Aspect Benefit Cost Mitigation
ext_authz fail-closed No auth bypass on authz service downtime Outage of auth service = service unavailability Run auth service in HA; monitor ext_authz_error metric; set appropriate timeout (2s).
Admin on localhost only No admin API reconnaissance Harder to debug in production Use kubectl port-forward for admin access when needed; or a separate authenticated internal ingress.
Header stripping Prevents auth bypass via injected headers Breaks services that expect custom headers to pass through Allowlist legitimate forwarded headers explicitly in the mutation filter.
RBAC default-deny All unauthorized paths blocked at proxy Initial setup must enumerate all legitimate access patterns Use Envoy shadow mode (shadow_rules) to log would-be denials before enforcing.

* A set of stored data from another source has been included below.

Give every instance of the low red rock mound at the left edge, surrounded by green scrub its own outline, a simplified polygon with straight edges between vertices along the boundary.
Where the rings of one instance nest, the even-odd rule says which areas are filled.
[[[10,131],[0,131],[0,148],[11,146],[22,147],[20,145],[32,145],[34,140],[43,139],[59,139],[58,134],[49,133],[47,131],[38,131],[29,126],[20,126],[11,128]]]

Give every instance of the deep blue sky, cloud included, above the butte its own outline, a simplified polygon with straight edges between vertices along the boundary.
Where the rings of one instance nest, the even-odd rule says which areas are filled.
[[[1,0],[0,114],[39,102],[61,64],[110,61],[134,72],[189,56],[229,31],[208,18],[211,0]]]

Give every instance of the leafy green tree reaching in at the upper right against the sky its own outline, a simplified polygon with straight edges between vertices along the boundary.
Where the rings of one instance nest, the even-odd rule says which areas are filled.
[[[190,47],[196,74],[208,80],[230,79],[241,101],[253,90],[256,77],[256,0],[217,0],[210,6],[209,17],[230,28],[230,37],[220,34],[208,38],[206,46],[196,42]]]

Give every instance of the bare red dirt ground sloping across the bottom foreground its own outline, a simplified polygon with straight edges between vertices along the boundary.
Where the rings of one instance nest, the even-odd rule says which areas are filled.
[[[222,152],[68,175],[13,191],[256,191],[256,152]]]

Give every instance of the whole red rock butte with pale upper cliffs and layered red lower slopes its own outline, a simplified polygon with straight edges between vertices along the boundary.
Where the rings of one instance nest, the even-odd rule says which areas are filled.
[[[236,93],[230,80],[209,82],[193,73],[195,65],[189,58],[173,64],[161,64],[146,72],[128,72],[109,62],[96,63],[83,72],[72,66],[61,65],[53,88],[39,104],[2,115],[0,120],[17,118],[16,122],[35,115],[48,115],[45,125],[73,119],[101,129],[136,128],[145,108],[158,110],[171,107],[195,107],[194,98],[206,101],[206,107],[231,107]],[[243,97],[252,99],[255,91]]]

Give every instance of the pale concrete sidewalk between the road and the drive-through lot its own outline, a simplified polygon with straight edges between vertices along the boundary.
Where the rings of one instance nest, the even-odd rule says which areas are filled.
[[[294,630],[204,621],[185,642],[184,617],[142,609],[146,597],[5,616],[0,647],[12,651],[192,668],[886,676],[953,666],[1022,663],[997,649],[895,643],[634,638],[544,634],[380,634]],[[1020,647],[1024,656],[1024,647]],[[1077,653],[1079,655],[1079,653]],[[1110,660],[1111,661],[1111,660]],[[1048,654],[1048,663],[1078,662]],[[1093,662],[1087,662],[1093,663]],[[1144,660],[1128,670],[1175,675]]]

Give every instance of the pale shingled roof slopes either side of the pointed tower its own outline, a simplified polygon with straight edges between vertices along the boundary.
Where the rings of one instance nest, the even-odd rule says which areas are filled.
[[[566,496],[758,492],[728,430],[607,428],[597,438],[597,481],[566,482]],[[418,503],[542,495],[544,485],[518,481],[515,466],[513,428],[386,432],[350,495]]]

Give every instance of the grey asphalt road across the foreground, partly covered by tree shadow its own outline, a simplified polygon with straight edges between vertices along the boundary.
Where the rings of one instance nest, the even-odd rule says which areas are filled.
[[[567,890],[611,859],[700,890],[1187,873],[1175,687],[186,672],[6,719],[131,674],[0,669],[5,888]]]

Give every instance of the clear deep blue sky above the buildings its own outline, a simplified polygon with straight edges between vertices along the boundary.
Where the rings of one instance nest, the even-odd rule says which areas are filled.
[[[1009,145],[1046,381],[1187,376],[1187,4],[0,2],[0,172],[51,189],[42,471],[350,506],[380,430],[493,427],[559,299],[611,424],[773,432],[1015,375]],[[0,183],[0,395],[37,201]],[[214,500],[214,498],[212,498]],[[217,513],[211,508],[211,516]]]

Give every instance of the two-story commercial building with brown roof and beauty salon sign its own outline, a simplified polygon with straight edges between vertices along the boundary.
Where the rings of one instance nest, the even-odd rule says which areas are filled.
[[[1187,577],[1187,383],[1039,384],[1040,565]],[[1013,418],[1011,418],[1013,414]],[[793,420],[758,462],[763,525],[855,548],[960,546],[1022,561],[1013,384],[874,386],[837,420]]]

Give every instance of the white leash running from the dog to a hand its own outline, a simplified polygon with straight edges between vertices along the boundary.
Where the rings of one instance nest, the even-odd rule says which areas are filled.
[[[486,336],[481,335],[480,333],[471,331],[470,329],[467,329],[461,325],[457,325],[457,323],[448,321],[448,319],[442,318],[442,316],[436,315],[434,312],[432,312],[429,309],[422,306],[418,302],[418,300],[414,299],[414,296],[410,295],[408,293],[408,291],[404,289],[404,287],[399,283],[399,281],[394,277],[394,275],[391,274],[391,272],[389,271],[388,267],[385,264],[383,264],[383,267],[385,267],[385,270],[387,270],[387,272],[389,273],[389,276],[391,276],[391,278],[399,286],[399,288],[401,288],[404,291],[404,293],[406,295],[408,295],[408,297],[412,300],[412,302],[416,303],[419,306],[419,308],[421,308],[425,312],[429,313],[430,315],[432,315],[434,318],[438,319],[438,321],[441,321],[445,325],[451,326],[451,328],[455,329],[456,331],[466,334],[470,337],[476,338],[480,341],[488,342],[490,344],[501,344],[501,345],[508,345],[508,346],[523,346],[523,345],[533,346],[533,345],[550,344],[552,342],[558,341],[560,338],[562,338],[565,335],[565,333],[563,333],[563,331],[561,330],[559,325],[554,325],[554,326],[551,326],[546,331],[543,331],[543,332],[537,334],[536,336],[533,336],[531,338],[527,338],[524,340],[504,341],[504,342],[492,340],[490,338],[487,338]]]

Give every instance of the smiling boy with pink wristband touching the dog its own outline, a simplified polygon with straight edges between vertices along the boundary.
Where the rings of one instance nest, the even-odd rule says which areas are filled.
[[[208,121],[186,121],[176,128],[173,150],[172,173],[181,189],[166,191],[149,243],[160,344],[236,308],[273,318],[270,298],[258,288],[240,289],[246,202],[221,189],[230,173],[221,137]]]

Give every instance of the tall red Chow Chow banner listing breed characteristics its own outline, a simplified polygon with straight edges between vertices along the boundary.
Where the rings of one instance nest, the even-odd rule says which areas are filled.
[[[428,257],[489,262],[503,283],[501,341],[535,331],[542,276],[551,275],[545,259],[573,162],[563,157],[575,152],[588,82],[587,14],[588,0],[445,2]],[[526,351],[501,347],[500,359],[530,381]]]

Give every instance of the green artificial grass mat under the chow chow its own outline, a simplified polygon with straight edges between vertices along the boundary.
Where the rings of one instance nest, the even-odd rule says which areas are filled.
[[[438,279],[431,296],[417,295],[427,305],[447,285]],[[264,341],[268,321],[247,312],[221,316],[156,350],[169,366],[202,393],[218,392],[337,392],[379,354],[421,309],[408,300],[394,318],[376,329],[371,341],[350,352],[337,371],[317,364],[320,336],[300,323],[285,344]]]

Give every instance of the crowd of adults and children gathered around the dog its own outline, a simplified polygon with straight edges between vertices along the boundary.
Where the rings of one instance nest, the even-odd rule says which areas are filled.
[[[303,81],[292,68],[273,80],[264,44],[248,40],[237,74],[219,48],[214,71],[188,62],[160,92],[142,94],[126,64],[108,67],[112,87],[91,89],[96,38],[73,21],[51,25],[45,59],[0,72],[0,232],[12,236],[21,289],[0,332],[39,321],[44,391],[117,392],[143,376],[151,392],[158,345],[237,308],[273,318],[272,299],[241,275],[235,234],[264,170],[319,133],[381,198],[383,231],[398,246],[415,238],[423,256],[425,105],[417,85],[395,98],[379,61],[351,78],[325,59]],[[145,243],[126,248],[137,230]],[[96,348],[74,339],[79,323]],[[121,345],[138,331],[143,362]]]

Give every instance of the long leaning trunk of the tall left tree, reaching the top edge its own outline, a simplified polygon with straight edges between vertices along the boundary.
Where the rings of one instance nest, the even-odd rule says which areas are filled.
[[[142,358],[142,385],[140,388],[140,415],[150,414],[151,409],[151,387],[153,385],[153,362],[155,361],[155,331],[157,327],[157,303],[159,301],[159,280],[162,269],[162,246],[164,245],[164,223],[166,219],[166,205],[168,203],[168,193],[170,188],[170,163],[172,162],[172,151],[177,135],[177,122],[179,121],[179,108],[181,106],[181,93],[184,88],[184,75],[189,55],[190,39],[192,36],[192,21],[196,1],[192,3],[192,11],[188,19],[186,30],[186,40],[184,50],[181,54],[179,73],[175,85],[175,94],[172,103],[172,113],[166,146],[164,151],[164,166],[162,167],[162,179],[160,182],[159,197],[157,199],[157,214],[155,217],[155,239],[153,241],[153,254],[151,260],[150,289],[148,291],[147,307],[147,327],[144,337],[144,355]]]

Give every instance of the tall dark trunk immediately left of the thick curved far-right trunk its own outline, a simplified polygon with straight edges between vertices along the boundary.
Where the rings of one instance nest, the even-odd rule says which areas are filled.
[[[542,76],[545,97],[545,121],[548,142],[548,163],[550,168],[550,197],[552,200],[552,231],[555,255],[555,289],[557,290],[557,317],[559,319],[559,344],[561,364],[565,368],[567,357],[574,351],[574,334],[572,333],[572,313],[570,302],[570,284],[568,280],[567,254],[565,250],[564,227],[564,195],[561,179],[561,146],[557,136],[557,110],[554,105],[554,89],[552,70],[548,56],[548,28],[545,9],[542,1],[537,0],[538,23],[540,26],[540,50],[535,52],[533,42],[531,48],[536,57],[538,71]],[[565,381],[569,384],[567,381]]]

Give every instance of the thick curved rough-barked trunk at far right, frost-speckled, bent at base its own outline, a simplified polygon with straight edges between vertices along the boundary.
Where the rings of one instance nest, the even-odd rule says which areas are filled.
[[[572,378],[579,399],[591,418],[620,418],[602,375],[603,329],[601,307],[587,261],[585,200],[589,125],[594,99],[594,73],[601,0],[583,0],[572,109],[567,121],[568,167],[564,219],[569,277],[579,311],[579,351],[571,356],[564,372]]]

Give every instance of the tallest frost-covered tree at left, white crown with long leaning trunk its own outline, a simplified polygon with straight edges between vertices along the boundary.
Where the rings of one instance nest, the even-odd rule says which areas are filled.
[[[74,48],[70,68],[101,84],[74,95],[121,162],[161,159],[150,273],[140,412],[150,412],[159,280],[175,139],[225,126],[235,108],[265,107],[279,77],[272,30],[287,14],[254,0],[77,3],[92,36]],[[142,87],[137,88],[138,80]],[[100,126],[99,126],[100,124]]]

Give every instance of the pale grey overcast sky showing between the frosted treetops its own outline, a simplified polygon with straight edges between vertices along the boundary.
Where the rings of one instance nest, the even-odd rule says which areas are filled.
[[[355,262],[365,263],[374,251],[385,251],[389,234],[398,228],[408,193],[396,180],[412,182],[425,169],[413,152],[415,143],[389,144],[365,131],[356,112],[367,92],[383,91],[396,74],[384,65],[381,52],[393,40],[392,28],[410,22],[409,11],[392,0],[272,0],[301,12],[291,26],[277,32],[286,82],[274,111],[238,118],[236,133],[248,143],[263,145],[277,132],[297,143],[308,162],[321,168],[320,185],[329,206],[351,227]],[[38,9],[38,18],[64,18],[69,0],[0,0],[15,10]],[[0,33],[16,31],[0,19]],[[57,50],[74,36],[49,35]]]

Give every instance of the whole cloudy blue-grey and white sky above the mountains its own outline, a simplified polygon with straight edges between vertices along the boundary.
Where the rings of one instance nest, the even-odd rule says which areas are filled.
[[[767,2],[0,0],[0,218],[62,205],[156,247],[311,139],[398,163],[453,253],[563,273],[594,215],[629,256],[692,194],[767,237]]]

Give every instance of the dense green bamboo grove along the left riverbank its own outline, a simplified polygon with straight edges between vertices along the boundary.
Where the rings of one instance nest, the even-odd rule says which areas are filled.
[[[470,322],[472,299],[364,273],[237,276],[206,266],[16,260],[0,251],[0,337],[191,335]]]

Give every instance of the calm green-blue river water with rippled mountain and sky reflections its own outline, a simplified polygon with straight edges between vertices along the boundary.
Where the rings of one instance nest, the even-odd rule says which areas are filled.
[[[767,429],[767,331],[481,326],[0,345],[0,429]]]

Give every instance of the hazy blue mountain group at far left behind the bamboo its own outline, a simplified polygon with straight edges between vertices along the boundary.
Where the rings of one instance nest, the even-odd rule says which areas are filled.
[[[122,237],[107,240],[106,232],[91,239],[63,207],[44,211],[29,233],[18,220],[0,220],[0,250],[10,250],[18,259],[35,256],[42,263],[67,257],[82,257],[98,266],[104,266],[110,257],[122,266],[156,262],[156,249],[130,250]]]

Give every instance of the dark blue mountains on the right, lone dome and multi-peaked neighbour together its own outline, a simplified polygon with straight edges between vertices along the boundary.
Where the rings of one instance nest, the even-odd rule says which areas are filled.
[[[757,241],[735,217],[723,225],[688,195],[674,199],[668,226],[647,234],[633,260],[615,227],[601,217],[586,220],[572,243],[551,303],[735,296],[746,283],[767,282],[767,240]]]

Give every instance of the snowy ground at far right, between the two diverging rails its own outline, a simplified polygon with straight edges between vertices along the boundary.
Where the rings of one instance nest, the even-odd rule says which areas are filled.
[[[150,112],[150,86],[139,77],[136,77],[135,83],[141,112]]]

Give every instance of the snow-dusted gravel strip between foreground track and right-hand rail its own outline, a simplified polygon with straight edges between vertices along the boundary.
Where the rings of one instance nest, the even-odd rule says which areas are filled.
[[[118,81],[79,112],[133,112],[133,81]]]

TLS 1.3 only for internal Forward-secrecy, stronger algorithms Very old clients may not support TLS 1.3 Internal services all support TLS 1.3; external-facing keeps TLS 1.2 minimum.
Rate limiting fail-closed No bypass when rate limit service is down Brief rate limit service restart causes 429 for all requests Rate limit service should be highly available; consider local token bucket fallback.

Failure Modes

Failure Symptom Detection Recovery
ext_authz gRPC connection failure All requests return 403 envoy_http_ext_authz_error spike; service alerts; UAEX in response flags Restore ext_authz service; Envoy reconnects automatically.
RBAC policy too restrictive Legitimate requests denied 403 responses; application errors; RBAC_DENY response flag Add the missing principal or permission; test with shadow rules first.
Header mutation breaks upstream Upstream service fails because expected header missing Application 400/500 errors for specific endpoints Identify which header was stripped; add it to the allowlist in the mutation filter.
Admin API leaked via NodePort Admin endpoint accessible from outside cluster envoy_http_conn_manager_prefix{manager="admin"} shows unexpected traffic Immediately remove the NodePort; audit NetworkPolicies; rotate any exfiltrated config.
TLS cipher mismatch Old clients fail TLS handshake ssl_fail_verify_cert_hash or TLS alert errors in access log Add the required cipher back; plan client upgrades.
Rate limit service unavailable All requests 429 (fail-closed) envoy_http_ratelimit_error metric; widespread 429 responses Restore rate limit service; Envoy reconnects automatically.